Newbie: Am I actually running on the GPU? device emulation doesn't slow runtimes

I’ve been looking at this off and on for about a week, and have gotten a test program to run a standard CPP approach on a dataset and then CUDA version for benchmarking purposes. Sadly, the CPP version runs faster:(

What bothers me, though, is that even under device emulation, the two runtimes hold almost constant. Of course, the standard CPP version wouldn’t change, but if I have 256 threads per block on a 2 GPU card, shouldn’t it run faster than it would under device emulation? Is this likely because the algorithm I’m using on the card runs faster in standard CPU and the overhead is minimal to start all of those threads? or does it mean that I’m doing something wrong, and the card is never actually being used.

Thanks for any tips.

Running 256 threads on the GPU and probably even the CPU is going to be within the margin of error for whatever timing you’re doing. A lot of my CUDA kernels spawn tens of millions of threads, so that should give you some idea of what a normal workload is.

Hm, when I say 256, I guess I really meant per block.

In one case, the number of blocks is around 11,000, I think.

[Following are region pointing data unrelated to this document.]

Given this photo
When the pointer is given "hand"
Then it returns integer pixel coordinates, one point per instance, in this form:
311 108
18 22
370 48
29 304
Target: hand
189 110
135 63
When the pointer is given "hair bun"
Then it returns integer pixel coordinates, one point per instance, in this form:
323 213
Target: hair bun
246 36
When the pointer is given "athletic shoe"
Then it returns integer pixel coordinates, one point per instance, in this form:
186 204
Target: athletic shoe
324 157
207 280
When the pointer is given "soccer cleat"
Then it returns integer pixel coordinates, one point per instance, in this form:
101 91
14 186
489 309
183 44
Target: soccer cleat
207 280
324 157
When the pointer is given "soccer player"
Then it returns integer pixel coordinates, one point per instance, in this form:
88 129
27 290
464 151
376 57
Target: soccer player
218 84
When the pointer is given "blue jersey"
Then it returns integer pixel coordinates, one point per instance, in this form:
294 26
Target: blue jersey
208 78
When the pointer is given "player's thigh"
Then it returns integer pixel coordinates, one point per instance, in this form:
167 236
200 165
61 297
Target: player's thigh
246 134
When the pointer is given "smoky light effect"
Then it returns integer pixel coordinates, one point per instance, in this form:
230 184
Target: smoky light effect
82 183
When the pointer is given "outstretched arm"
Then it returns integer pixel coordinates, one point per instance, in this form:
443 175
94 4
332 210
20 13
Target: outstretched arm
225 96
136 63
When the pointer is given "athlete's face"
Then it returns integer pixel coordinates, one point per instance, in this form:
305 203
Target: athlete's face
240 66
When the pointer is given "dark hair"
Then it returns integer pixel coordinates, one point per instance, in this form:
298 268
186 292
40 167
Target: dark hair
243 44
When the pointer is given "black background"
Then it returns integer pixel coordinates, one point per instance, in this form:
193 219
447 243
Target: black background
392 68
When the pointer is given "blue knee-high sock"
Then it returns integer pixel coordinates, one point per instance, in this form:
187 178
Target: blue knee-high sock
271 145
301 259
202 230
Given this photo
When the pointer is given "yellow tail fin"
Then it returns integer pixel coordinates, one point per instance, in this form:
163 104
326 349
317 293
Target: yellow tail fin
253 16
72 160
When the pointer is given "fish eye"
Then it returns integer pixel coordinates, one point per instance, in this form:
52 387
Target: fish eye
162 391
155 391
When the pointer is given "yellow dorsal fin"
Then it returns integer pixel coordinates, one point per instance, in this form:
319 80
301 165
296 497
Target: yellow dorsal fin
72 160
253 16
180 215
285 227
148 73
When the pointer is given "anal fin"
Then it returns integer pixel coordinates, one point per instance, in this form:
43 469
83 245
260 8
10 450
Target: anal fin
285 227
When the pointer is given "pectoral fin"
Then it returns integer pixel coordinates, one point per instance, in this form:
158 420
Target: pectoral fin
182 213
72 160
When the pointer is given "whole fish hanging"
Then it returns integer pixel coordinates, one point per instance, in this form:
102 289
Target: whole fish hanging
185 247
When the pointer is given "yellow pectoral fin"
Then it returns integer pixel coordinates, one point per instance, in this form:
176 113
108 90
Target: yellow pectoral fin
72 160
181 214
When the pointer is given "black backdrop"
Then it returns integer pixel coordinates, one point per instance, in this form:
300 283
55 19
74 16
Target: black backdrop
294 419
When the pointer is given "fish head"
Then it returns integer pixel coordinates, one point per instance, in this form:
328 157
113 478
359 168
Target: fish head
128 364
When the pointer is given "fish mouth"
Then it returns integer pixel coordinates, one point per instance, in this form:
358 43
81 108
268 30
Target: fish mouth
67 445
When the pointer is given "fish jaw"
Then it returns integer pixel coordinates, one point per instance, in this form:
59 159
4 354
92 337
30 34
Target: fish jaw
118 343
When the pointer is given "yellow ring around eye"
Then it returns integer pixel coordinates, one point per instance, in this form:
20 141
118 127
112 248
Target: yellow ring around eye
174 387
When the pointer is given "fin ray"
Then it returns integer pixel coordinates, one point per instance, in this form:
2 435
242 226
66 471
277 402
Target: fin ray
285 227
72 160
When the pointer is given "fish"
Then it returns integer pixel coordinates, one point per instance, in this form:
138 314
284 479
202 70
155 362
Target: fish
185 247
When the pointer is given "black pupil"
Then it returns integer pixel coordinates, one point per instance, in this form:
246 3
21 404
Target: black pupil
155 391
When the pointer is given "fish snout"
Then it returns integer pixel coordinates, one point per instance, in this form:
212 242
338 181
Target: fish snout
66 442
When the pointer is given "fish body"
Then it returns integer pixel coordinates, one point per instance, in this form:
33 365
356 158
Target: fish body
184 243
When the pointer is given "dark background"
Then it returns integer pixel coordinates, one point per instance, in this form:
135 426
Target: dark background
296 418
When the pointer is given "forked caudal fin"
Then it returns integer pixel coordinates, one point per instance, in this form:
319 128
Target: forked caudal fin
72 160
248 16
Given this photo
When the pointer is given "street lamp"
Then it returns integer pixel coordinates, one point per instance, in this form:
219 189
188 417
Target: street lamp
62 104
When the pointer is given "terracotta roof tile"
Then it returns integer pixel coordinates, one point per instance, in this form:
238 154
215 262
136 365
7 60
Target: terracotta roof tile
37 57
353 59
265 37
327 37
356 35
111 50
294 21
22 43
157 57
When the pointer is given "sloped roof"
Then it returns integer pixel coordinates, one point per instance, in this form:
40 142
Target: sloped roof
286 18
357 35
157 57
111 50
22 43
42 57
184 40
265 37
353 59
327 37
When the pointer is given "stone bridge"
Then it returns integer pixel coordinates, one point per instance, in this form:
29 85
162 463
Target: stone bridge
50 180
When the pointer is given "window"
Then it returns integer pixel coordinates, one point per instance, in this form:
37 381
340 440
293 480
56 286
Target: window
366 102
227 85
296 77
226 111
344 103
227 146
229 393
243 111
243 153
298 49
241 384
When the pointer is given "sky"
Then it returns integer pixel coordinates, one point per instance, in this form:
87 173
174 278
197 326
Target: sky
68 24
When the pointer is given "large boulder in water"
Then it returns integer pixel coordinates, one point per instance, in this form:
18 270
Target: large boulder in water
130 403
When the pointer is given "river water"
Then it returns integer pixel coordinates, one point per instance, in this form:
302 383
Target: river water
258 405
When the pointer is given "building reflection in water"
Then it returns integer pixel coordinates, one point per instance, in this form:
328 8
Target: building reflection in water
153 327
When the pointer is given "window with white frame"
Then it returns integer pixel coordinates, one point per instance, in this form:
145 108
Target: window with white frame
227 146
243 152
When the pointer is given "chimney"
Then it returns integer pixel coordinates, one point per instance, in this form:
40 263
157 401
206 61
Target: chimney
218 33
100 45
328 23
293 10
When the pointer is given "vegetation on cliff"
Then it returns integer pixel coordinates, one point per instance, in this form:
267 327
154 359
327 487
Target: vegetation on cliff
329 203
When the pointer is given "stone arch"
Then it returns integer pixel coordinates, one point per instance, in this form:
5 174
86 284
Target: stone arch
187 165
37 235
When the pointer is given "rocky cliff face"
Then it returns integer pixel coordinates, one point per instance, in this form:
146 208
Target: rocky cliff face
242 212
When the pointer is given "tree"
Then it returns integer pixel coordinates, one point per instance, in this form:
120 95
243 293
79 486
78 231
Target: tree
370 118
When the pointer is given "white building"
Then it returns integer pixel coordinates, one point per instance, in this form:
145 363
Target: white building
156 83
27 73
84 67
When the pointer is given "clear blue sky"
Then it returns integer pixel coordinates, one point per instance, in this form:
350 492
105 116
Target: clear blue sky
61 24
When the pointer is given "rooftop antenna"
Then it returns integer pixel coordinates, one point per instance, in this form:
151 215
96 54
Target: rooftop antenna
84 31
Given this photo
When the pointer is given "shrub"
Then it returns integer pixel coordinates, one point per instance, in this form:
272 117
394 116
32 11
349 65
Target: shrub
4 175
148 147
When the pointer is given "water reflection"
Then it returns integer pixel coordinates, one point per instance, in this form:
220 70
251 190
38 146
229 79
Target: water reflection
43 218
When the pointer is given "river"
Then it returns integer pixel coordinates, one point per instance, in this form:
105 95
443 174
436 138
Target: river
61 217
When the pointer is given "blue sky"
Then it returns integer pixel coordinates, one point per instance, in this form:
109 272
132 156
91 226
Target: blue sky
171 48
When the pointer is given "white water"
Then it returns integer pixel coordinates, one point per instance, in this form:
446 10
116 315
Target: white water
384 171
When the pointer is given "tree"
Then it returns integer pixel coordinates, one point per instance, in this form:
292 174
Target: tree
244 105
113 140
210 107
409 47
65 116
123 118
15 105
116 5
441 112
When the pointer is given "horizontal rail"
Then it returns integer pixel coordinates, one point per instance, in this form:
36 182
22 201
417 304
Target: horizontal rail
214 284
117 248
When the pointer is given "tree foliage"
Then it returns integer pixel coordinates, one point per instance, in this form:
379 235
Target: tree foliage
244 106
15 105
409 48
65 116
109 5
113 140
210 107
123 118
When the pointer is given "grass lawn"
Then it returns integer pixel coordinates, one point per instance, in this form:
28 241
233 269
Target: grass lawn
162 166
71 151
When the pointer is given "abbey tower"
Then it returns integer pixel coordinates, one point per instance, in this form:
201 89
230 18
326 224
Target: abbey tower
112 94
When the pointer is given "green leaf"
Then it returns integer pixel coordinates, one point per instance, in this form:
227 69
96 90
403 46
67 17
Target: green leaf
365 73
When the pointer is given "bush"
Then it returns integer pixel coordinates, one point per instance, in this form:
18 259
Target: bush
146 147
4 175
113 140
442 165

To know whether a GPU was used, you can try to use the following in your code:-

__global__ void myalgo(){

// code

#ifdef __DEVICE_EMULATION__

    printf("Not enough cores!\n");

#endif

// code

}

More details from your side would be appreciated. For example, how big a portion of your application are you moving to the GPU? What kind of processing is it? What do the kernels look like? Are you running into terribly incoherent branches/uncoalesced accesses? I’ve heard that there are some applications that don’t give a lot of speedup compared to a well tuned CPU implementation.